The code generating the warning, passing argument 1 of 'isHex' with different width due to prototype:

/* Checks if a character is either 0-9 or A-F */
int isHex(char ch) {
    return isdigit(ch) || (ch >= 65 && ch <= 70);
}

/* Checks if a string only contains numeric characters or A-F */
int strIsHex(char * str) {
    char *ch;
    size_t len = strlen(str);
    for(ch=str;ch<(str+len);ch++) {
        if (!isHex(*ch)) return 0;
    }
    return 1;
}

What does this mean, shouldn't the char values be the be same width? How can I cast them to the same width to prevent this warning?
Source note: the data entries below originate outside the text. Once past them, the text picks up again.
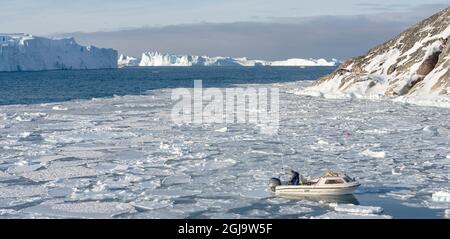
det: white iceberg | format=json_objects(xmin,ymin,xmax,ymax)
[
  {"xmin": 120, "ymin": 51, "xmax": 337, "ymax": 67},
  {"xmin": 0, "ymin": 33, "xmax": 118, "ymax": 72},
  {"xmin": 118, "ymin": 54, "xmax": 140, "ymax": 68}
]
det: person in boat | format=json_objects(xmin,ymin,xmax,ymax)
[{"xmin": 289, "ymin": 170, "xmax": 300, "ymax": 185}]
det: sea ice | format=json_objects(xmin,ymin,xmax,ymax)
[
  {"xmin": 131, "ymin": 200, "xmax": 172, "ymax": 210},
  {"xmin": 312, "ymin": 212, "xmax": 392, "ymax": 219},
  {"xmin": 0, "ymin": 186, "xmax": 48, "ymax": 198},
  {"xmin": 278, "ymin": 204, "xmax": 313, "ymax": 215},
  {"xmin": 0, "ymin": 80, "xmax": 449, "ymax": 218},
  {"xmin": 23, "ymin": 201, "xmax": 134, "ymax": 218},
  {"xmin": 0, "ymin": 171, "xmax": 11, "ymax": 178},
  {"xmin": 161, "ymin": 175, "xmax": 192, "ymax": 186},
  {"xmin": 432, "ymin": 191, "xmax": 450, "ymax": 202},
  {"xmin": 239, "ymin": 189, "xmax": 271, "ymax": 199},
  {"xmin": 215, "ymin": 127, "xmax": 228, "ymax": 133},
  {"xmin": 20, "ymin": 166, "xmax": 98, "ymax": 182},
  {"xmin": 329, "ymin": 203, "xmax": 384, "ymax": 215},
  {"xmin": 148, "ymin": 189, "xmax": 202, "ymax": 198},
  {"xmin": 52, "ymin": 105, "xmax": 68, "ymax": 111},
  {"xmin": 361, "ymin": 149, "xmax": 386, "ymax": 159}
]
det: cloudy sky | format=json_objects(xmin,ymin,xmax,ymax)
[{"xmin": 2, "ymin": 0, "xmax": 449, "ymax": 60}]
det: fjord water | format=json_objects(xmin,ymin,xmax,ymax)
[
  {"xmin": 0, "ymin": 67, "xmax": 449, "ymax": 218},
  {"xmin": 0, "ymin": 67, "xmax": 334, "ymax": 105}
]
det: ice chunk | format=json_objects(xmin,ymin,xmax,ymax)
[
  {"xmin": 0, "ymin": 209, "xmax": 19, "ymax": 216},
  {"xmin": 445, "ymin": 209, "xmax": 450, "ymax": 219},
  {"xmin": 161, "ymin": 175, "xmax": 191, "ymax": 186},
  {"xmin": 279, "ymin": 204, "xmax": 313, "ymax": 215},
  {"xmin": 6, "ymin": 164, "xmax": 43, "ymax": 174},
  {"xmin": 446, "ymin": 154, "xmax": 450, "ymax": 160},
  {"xmin": 202, "ymin": 158, "xmax": 236, "ymax": 170},
  {"xmin": 0, "ymin": 171, "xmax": 11, "ymax": 178},
  {"xmin": 0, "ymin": 186, "xmax": 47, "ymax": 198},
  {"xmin": 202, "ymin": 212, "xmax": 243, "ymax": 219},
  {"xmin": 131, "ymin": 208, "xmax": 190, "ymax": 219},
  {"xmin": 312, "ymin": 212, "xmax": 392, "ymax": 219},
  {"xmin": 432, "ymin": 191, "xmax": 450, "ymax": 202},
  {"xmin": 361, "ymin": 149, "xmax": 386, "ymax": 158},
  {"xmin": 329, "ymin": 203, "xmax": 384, "ymax": 214},
  {"xmin": 131, "ymin": 200, "xmax": 172, "ymax": 210},
  {"xmin": 148, "ymin": 189, "xmax": 201, "ymax": 198},
  {"xmin": 246, "ymin": 209, "xmax": 271, "ymax": 217},
  {"xmin": 317, "ymin": 139, "xmax": 329, "ymax": 145},
  {"xmin": 386, "ymin": 190, "xmax": 416, "ymax": 200},
  {"xmin": 52, "ymin": 105, "xmax": 68, "ymax": 111},
  {"xmin": 215, "ymin": 127, "xmax": 228, "ymax": 133},
  {"xmin": 20, "ymin": 166, "xmax": 98, "ymax": 182},
  {"xmin": 23, "ymin": 201, "xmax": 134, "ymax": 218},
  {"xmin": 239, "ymin": 189, "xmax": 271, "ymax": 199},
  {"xmin": 422, "ymin": 126, "xmax": 439, "ymax": 135},
  {"xmin": 48, "ymin": 188, "xmax": 73, "ymax": 198}
]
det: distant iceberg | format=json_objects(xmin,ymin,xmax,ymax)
[
  {"xmin": 119, "ymin": 51, "xmax": 337, "ymax": 67},
  {"xmin": 118, "ymin": 54, "xmax": 140, "ymax": 68},
  {"xmin": 0, "ymin": 33, "xmax": 118, "ymax": 72}
]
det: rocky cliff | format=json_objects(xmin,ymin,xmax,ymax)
[{"xmin": 303, "ymin": 6, "xmax": 450, "ymax": 107}]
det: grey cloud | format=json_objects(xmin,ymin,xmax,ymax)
[{"xmin": 54, "ymin": 4, "xmax": 449, "ymax": 61}]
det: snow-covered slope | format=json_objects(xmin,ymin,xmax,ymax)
[
  {"xmin": 302, "ymin": 6, "xmax": 450, "ymax": 107},
  {"xmin": 0, "ymin": 34, "xmax": 118, "ymax": 72},
  {"xmin": 119, "ymin": 51, "xmax": 337, "ymax": 67}
]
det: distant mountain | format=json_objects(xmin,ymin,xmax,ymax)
[
  {"xmin": 302, "ymin": 6, "xmax": 450, "ymax": 107},
  {"xmin": 0, "ymin": 34, "xmax": 117, "ymax": 72},
  {"xmin": 119, "ymin": 51, "xmax": 338, "ymax": 67}
]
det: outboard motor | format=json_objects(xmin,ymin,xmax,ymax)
[{"xmin": 269, "ymin": 177, "xmax": 281, "ymax": 192}]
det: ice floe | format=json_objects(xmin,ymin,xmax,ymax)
[
  {"xmin": 23, "ymin": 201, "xmax": 134, "ymax": 218},
  {"xmin": 0, "ymin": 186, "xmax": 48, "ymax": 198},
  {"xmin": 329, "ymin": 203, "xmax": 383, "ymax": 215},
  {"xmin": 360, "ymin": 149, "xmax": 386, "ymax": 159},
  {"xmin": 312, "ymin": 212, "xmax": 392, "ymax": 219},
  {"xmin": 20, "ymin": 166, "xmax": 98, "ymax": 182},
  {"xmin": 432, "ymin": 191, "xmax": 450, "ymax": 203}
]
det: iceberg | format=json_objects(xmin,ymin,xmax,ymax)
[
  {"xmin": 0, "ymin": 33, "xmax": 118, "ymax": 72},
  {"xmin": 119, "ymin": 51, "xmax": 337, "ymax": 67},
  {"xmin": 271, "ymin": 58, "xmax": 337, "ymax": 67},
  {"xmin": 118, "ymin": 54, "xmax": 140, "ymax": 68}
]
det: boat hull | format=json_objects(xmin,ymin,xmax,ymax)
[{"xmin": 275, "ymin": 184, "xmax": 360, "ymax": 196}]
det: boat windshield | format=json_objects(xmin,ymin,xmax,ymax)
[{"xmin": 324, "ymin": 179, "xmax": 344, "ymax": 184}]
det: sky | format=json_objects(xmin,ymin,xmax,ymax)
[{"xmin": 1, "ymin": 0, "xmax": 450, "ymax": 60}]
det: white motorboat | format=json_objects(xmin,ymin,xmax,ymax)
[{"xmin": 269, "ymin": 171, "xmax": 360, "ymax": 196}]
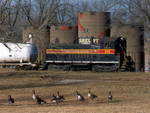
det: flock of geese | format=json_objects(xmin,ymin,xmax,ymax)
[{"xmin": 8, "ymin": 88, "xmax": 113, "ymax": 105}]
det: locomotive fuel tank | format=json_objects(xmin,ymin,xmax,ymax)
[{"xmin": 0, "ymin": 42, "xmax": 38, "ymax": 63}]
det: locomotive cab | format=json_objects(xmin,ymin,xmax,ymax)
[
  {"xmin": 99, "ymin": 37, "xmax": 126, "ymax": 50},
  {"xmin": 100, "ymin": 37, "xmax": 127, "ymax": 71}
]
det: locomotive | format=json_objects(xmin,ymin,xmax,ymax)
[{"xmin": 44, "ymin": 37, "xmax": 133, "ymax": 72}]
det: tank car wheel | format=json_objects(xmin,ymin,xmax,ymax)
[
  {"xmin": 92, "ymin": 67, "xmax": 96, "ymax": 72},
  {"xmin": 15, "ymin": 66, "xmax": 20, "ymax": 70}
]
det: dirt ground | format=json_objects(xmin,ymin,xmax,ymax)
[{"xmin": 0, "ymin": 69, "xmax": 150, "ymax": 113}]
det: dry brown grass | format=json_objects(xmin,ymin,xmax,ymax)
[{"xmin": 0, "ymin": 70, "xmax": 150, "ymax": 113}]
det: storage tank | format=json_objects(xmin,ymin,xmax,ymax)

By the way, the gcc command was: gcc.exe -std=c99 -fgnu89-inline -pedantic-errors -Wno-long-long -Wall -Wextra -Wconversion -Wshadow -Wpointer-arith -Wcast-qual -Wcast-align -Wwrite-strings -fshort-enums -gstabs -l"C:\program files\quincy\mingw\include" -o main.o -c main.c

I can't remove any of the warning options from gcc as one of the marking criteria for an assignment is that there are no errors or warnings with this command.

Thanks.

Answer 1

This is due to the -Wconversion flag on the command line. It pops up "if a prototype causes a type conversion that is different from what would happen to the same argument in the absence of a prototype." Since the default integral argument type is int, you can't declare isHex(char ch) without triggering this.

You have two options, I think: declare isHex(int ch) and let it be widened in the call or else declare it isHex(char *ch) and change the call.

P.S. If this is homework, it should be tagged as such.